Question

Three lenses ${{L}_{1}},{{L}_{2}},{{L}_{3}}$ each of focal length 30cm are placed co-axially as shown in figure. An object is held at 60cm from the optic center of lens ${{L}_{1}}$. The final real image is formed at the focus of ${{L}_{3}}$. Calculate separation between (i) ${{L}_{1}}$ and ${{L}_{2}}$ (ii) ${{L}_{2}}$ and ${{L}_{3}}$

Answer 1

In any question of optics, we always measure distance from the optical center of the lens or the mirror. To solve any question, we must remember where the image will be formed if the object is placed at focus or infinity or 2f. This will save our time, but if someday we forget about this, we can always use lens formula to find the distance of the image.

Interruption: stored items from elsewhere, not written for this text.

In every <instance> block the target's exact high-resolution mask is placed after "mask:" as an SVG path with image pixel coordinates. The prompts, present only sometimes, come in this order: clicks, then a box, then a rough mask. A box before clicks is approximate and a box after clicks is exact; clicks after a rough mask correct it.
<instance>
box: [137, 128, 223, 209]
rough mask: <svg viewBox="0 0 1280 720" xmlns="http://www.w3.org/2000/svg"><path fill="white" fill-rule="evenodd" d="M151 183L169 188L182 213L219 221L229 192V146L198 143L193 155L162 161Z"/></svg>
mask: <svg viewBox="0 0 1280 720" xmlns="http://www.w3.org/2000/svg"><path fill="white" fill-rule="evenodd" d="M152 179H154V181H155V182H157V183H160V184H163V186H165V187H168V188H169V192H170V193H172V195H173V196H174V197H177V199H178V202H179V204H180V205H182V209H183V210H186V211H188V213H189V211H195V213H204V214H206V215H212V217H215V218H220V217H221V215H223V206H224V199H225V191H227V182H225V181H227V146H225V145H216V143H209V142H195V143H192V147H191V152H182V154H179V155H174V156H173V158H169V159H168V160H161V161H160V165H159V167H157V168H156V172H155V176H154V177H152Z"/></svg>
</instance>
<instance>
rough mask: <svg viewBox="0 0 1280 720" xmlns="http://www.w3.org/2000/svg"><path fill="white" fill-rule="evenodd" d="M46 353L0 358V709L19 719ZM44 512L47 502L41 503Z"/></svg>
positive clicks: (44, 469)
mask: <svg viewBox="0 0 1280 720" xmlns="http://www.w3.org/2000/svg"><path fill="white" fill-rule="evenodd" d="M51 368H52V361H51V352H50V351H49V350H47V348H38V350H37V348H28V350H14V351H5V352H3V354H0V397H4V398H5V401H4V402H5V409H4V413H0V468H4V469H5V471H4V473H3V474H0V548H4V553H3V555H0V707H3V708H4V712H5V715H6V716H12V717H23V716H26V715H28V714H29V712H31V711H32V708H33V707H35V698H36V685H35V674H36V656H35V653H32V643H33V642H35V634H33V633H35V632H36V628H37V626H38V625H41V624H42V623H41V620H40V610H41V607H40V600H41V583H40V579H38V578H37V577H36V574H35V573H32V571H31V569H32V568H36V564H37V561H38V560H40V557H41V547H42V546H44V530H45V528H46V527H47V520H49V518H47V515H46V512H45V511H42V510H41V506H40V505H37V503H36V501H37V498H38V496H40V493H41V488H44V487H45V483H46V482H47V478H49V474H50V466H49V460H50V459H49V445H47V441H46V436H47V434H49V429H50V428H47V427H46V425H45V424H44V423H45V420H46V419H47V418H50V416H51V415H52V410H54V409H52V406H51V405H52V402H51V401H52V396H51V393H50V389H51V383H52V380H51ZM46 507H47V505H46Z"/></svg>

Complete step by step answer:
In this question we have been given with three lenses ${{L}_{1}},{{L}_{2}},{{L}_{3}}$ each of them having a focal length of 30cm
An object is placed at 60cm from the center of lens ${{L}_{1}}$
We need to find the distance between the lenses
Now according to the question the focal length of each lens is 30cm and the object is placed at 60 cm. this means that the object is placed at 2f distance (twice of focal length). We know that when an object is placed at 2f (left side of lens) the image formation also takes place at 2f (on right side of lens). This means that the image will be formed at 60cm on the right side of the lens ${{L}_{1}}$.
Now for the lens ${{L}_{3}}$ , The image is formed at 30cm on the right side of lens ${{L}_{3}}$, While the lens ${{L}_{3}}$ have a focal length of 30 cm. This means that the image is formed at the focal distance of the lens on the right side.
We know that to form an image on the focus the incident rays of light must incident parallel to the lens, So, we can say that the Rays incident on the lens ${{L}_{3}}$ are parallel to each other as this is the only way to make image at the focal point of lens
For lens ${{L}_{2}}$ the image should be formed at the focus of lens ${{L}_{2}}$ because this is the only way by which rays can travel in parallel.
So, the above image now becomes

Now we can say that the distance between lens ${{L}_{1}}$ and ${{L}_{2}}$ is 60 cm + 30 cm = 90 cm
But we cannot determine the distance between lens ${{L}_{2}}$ and ${{L}_{3}}$ because the parallel rays can travel infinite distance and can still remain parallel and it can be possible that lens ${{L}_{2}}$ and ${{L}_{3}}$ are sticked together.
So, there is no fixed distance, but we can say that the distance between lens ${{L}_{2}}$ and ${{L}_{3}}$ can vary from 0 to $\infty$

Note: We cannot determine the distance between lens ${{L}_{2}}$ and ${{L}_{3}}$ because the parallel rays can travel infinite distance and can still remain parallel and it can be possible that lens ${{L}_{2}}$ and ${{L}_{3}}$ are sticked together so in this type of situation, we provide a range of distance as a solution of the question.